Jakarta, Halo Indonesia – Pada hari Jum’at (05/01/2018) melaksanakan jumpa pers dengan media untuk menyampaikan refleksi akhir tahun 2017 dan proyeksi tahun 2018 Ombudsman untuk melihat capaian kinerja selama tahun 2017 dan tantangan serta rencana kedepan tahun 2018.
dan lembaga penyelenggara dan pemerintahan didalam pelaksanaan pelayanan publik baik itu dilakukan oleh BUMN, BHMN, BUMT bahkan perseorangan yang diberi mandat untuk menjalankan pelayanan publik yang sumber pendanaannya sebagian besar dari APBN dan APBD.

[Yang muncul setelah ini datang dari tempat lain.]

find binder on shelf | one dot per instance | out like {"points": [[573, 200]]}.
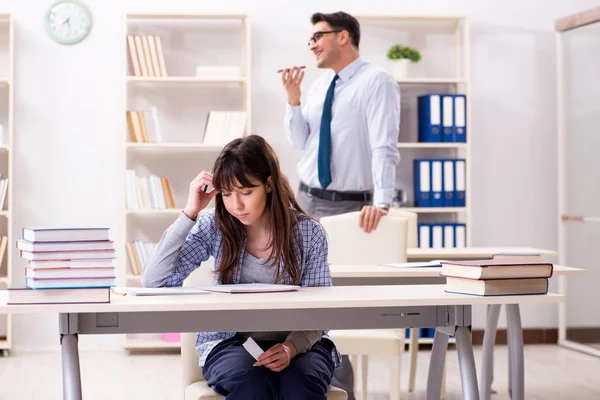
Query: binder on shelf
{"points": [[448, 187], [424, 237], [422, 182], [436, 183], [447, 118], [459, 182], [429, 110], [460, 118]]}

“Kebijakan yang dilakukan pemerintah dengan menerbitkan UU No. 37 tahun 2008 tentang Ombudsman Republik Indonesia dan UU No. 25 tahun 2009 tentang pelayanan publik dalam rangka pemenuhan kebutuhan pelayanan publik sesuai dengan peraturan perundang-undangan bagi setiap warga negara,” ujar Ketua Ombudsman RI tersebut.
Melihat perkembangan Ombudsman melalui beberapa tolak ukur dalam kelembagaan, salah satunya mencangkup opini Bapan Pemeriksa Keuangan (BPK), tahun 2015 memperoleh status wajar dengan pengecualian (WDP), tetapi pada akhirnya ditahun 2016 Ombudsman memperoleh status wajar tanpa pengecualian (WTP). Tolak ukur lain yang menunjukkan bahwa Ombudsman semakin maju adalah realisasi anggaran, pada tahun 2016 80,3% meningkat menjadi 89,10 % ditahun 2017.

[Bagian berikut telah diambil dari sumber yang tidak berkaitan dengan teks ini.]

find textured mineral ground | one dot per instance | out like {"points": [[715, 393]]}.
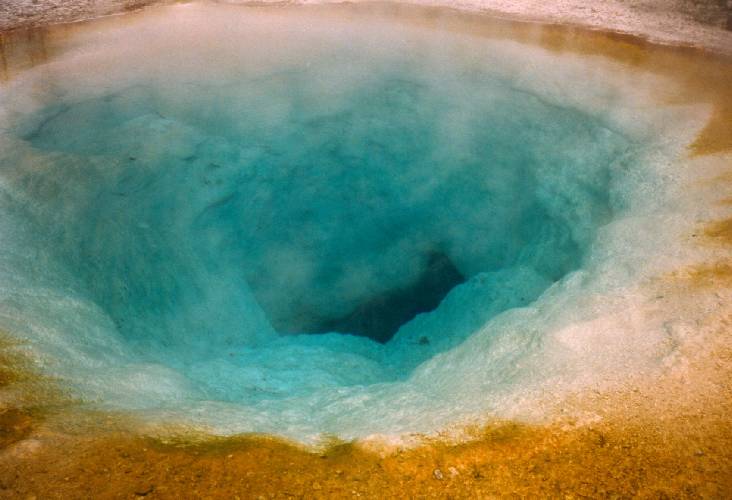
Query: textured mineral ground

Pada statistik penyelesaian laporan 2016 dan 2017, Ombudsman berhasil menyelesaikan laporan sebanyak 5510 laporan (61%) dari total laporan 9030 (100%) ditahun 2016, kemudian mengalami peningkatan yang cukup signifikan terhadap penyelesaian laporan ditahun 2017, Ombudsman berhasil meyelesaikan 8121 laporan (51%) dari total 9280 (100%) laporan.
Pada laporan masyarakat, sebagian besar masyarakat menyampaikan laporan secara langsung. Dari data yang diperoleh, terdapat 4358 laporan (52,87%) yang disampaikan langsung oleh masyarakat, kemudian disusul dengan menggunakan surat sebanyak 1765 (21,41%) dan yang paling sedikit melalui email dengan jumlah 288 laporan (3,49%). Laporan paling banyak ditujukan masyarakat ke kantor pusat Ombudsman di Jakarta.

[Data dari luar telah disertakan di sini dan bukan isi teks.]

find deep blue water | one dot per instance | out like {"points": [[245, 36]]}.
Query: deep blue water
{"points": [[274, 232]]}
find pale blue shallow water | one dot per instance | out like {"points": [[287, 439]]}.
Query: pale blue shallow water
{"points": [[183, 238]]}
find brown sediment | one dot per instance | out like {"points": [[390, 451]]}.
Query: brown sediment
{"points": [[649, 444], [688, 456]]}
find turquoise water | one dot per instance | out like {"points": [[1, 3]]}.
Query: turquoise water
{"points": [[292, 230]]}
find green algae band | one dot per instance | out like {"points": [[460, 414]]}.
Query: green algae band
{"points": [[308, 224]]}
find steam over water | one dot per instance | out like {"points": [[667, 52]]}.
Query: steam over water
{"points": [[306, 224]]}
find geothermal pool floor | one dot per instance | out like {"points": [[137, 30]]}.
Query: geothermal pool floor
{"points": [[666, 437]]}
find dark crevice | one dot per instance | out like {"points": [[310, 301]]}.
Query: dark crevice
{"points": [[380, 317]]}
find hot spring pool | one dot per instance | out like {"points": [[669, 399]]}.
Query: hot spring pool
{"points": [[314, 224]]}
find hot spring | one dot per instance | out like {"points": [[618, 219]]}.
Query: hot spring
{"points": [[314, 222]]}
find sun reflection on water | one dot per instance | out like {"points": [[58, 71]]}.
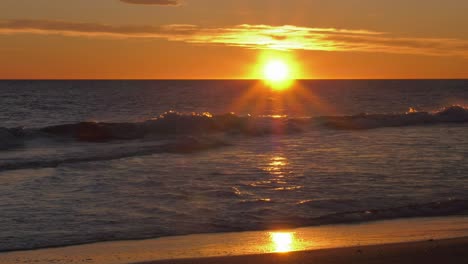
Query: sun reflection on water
{"points": [[282, 242]]}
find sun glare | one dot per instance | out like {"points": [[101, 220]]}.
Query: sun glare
{"points": [[282, 241], [276, 71]]}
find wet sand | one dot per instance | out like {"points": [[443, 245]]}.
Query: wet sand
{"points": [[427, 252], [445, 240]]}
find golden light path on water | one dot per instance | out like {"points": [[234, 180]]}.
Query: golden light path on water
{"points": [[282, 241], [243, 243]]}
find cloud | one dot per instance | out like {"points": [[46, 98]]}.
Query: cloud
{"points": [[153, 2], [285, 37]]}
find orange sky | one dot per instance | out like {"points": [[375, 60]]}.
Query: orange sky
{"points": [[192, 39]]}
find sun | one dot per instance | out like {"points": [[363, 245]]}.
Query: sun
{"points": [[276, 71]]}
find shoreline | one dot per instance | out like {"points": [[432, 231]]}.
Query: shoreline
{"points": [[446, 251], [253, 243]]}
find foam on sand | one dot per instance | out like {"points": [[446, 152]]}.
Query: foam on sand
{"points": [[246, 243]]}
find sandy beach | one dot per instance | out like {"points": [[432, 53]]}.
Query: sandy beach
{"points": [[432, 251], [444, 240]]}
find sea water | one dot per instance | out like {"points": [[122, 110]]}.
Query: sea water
{"points": [[88, 161]]}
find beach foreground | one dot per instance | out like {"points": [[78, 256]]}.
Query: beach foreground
{"points": [[445, 240], [432, 251]]}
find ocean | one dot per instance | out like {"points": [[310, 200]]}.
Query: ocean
{"points": [[91, 161]]}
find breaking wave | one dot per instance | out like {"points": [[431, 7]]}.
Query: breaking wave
{"points": [[172, 124]]}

Adapun kelompok yang terlapor oleh masyarakat kepada Ombudsman paling tinggi ditempati oleh pemerintah daerah berjumlah 3427 laporan, disusul kedua oleh kepolisian dengan jumlah 1041, diposisi ketiga dari instansi pemerintah berjumlah 795 laporan dan urutan terakhir berjumlah 17 laporan dari DPR. Disisi lain mengenai laporan dugaan maladministrasi, jumlah terbesar berada pada penundaan berlarut 2346 laporan (46%), disusul oleh penyimpangan prosedur 1790 laporaan (21,72%) dan tidak memberikan pelayanan 1399 laporan (16,97%).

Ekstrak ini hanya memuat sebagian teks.